Now since this world of nations has been made by men, let us see in what institutions all men agree and always have agreed. For these institutions will be able to give us the universal and eternal principles (such as every science must have) on which all nations were founded and still preserve themselves.
From Vico's Autobiography
Signor Giambattista Vico, he was born in Naples in the year 1670 of upright parents, who left behind them a very good reputation. The father was of cheerful humor, the mother of a quite melancholy temper; and both came together in the fair disposition of this little son of theirs. As a boy he was very lively and restless; but at the age of seven he fell headfirst from high on a ladder to the floor, and remained a good five hours motionless and senseless, fracturing the right side of the cranium without breaking the skin, hence from the fracture arose a shapeless tumor, and from the many deep lancings of it the child lost a great deal of blood; such that the surgeon, having observed the broken cranium and considering the long state of unconsciousness, made the prediction that he would either die of it or he would survive stolid. However, neither of the two parts of this judgment, by the grace of God, came true; but as a result of this illness and recovery he grew up, from then on, with a melancholy and acrid nature which necessarily belongs to ingenious and profound men, who through ingenuity flash like lightning in acuity, through reflection take no pleasure in witticism and falsity.

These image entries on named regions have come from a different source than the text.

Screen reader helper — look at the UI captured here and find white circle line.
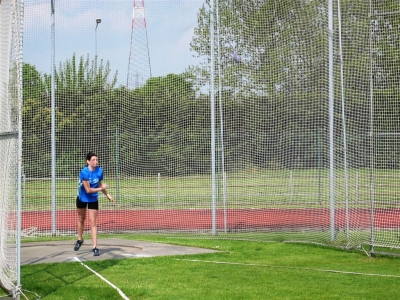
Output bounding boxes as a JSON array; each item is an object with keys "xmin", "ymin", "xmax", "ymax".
[{"xmin": 74, "ymin": 256, "xmax": 129, "ymax": 300}]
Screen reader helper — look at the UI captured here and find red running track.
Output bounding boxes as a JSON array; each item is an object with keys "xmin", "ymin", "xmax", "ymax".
[{"xmin": 22, "ymin": 208, "xmax": 400, "ymax": 231}]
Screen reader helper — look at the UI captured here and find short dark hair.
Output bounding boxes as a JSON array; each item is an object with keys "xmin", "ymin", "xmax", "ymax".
[{"xmin": 86, "ymin": 151, "xmax": 97, "ymax": 160}]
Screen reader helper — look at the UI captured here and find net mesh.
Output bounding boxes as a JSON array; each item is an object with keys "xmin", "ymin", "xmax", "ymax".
[
  {"xmin": 16, "ymin": 0, "xmax": 400, "ymax": 253},
  {"xmin": 0, "ymin": 0, "xmax": 23, "ymax": 292}
]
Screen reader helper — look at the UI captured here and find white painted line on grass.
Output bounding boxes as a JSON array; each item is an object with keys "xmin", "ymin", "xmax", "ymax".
[
  {"xmin": 74, "ymin": 257, "xmax": 129, "ymax": 300},
  {"xmin": 175, "ymin": 258, "xmax": 400, "ymax": 278}
]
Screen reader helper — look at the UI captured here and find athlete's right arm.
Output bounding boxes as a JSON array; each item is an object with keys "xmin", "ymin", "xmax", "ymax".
[{"xmin": 82, "ymin": 180, "xmax": 108, "ymax": 194}]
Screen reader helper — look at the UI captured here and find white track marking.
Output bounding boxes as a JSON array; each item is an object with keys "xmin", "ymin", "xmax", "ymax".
[
  {"xmin": 74, "ymin": 257, "xmax": 129, "ymax": 300},
  {"xmin": 175, "ymin": 258, "xmax": 400, "ymax": 278}
]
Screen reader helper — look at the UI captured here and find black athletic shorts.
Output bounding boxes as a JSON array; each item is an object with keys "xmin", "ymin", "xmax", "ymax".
[{"xmin": 76, "ymin": 197, "xmax": 99, "ymax": 210}]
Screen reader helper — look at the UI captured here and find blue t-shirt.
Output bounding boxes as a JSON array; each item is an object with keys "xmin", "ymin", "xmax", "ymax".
[{"xmin": 78, "ymin": 166, "xmax": 103, "ymax": 202}]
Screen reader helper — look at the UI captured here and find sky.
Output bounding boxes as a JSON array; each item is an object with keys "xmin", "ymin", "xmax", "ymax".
[{"xmin": 23, "ymin": 0, "xmax": 204, "ymax": 85}]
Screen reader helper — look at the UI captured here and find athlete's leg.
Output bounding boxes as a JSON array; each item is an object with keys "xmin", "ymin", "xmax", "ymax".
[{"xmin": 88, "ymin": 209, "xmax": 98, "ymax": 248}]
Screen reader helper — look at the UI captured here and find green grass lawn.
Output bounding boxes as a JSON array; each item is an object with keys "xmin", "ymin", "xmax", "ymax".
[
  {"xmin": 21, "ymin": 235, "xmax": 400, "ymax": 300},
  {"xmin": 23, "ymin": 169, "xmax": 398, "ymax": 210}
]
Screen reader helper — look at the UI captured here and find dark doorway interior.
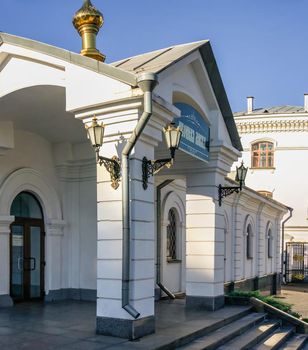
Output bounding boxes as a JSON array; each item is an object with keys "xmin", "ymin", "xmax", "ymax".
[{"xmin": 10, "ymin": 192, "xmax": 45, "ymax": 302}]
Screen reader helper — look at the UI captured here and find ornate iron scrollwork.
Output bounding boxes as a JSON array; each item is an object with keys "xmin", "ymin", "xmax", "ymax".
[{"xmin": 97, "ymin": 156, "xmax": 121, "ymax": 190}]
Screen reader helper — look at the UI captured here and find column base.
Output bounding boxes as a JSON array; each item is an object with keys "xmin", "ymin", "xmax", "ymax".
[
  {"xmin": 44, "ymin": 288, "xmax": 96, "ymax": 302},
  {"xmin": 0, "ymin": 295, "xmax": 14, "ymax": 308},
  {"xmin": 96, "ymin": 316, "xmax": 155, "ymax": 340},
  {"xmin": 186, "ymin": 295, "xmax": 225, "ymax": 311}
]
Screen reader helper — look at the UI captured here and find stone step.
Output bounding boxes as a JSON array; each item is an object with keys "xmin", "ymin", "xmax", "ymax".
[
  {"xmin": 279, "ymin": 334, "xmax": 308, "ymax": 350},
  {"xmin": 219, "ymin": 320, "xmax": 280, "ymax": 350},
  {"xmin": 179, "ymin": 313, "xmax": 265, "ymax": 350},
  {"xmin": 253, "ymin": 327, "xmax": 295, "ymax": 350}
]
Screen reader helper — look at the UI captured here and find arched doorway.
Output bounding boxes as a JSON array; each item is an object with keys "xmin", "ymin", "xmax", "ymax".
[{"xmin": 10, "ymin": 192, "xmax": 45, "ymax": 302}]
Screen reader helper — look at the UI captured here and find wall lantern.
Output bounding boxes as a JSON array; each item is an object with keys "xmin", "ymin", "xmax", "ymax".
[
  {"xmin": 142, "ymin": 123, "xmax": 182, "ymax": 190},
  {"xmin": 85, "ymin": 116, "xmax": 121, "ymax": 190},
  {"xmin": 218, "ymin": 162, "xmax": 248, "ymax": 207}
]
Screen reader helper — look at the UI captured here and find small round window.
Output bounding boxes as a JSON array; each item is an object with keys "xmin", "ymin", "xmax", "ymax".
[{"xmin": 11, "ymin": 192, "xmax": 43, "ymax": 219}]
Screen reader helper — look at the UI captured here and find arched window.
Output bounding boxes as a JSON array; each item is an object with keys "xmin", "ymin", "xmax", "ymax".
[
  {"xmin": 246, "ymin": 224, "xmax": 253, "ymax": 259},
  {"xmin": 11, "ymin": 192, "xmax": 43, "ymax": 219},
  {"xmin": 267, "ymin": 229, "xmax": 273, "ymax": 258},
  {"xmin": 251, "ymin": 141, "xmax": 274, "ymax": 168},
  {"xmin": 167, "ymin": 208, "xmax": 178, "ymax": 261}
]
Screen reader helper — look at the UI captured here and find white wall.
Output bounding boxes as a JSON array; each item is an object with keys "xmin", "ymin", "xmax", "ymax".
[{"xmin": 236, "ymin": 113, "xmax": 308, "ymax": 241}]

--First paragraph of the Life of Giambattista Vico Written by Himself, 1725-1728.
Giambattista Vico (1668-1744)
Vico was professor of Latin Eloquence at the University of Naples. In the last decade of his life he was appointed Royal Historiographer by Charles of Bourbon. Vico's major work is the New Science (Scienza nuova), which was translated into English by the Italianist Thomas Goddard Bergin and the philosopher Max Harold Fisch in 1948. In this work, Vico presents the principles of humanity and gives an account of the stages common to the development of all societies in their historical life. He also shows how all human thought and action is connected to imagination and memory as well as to reason.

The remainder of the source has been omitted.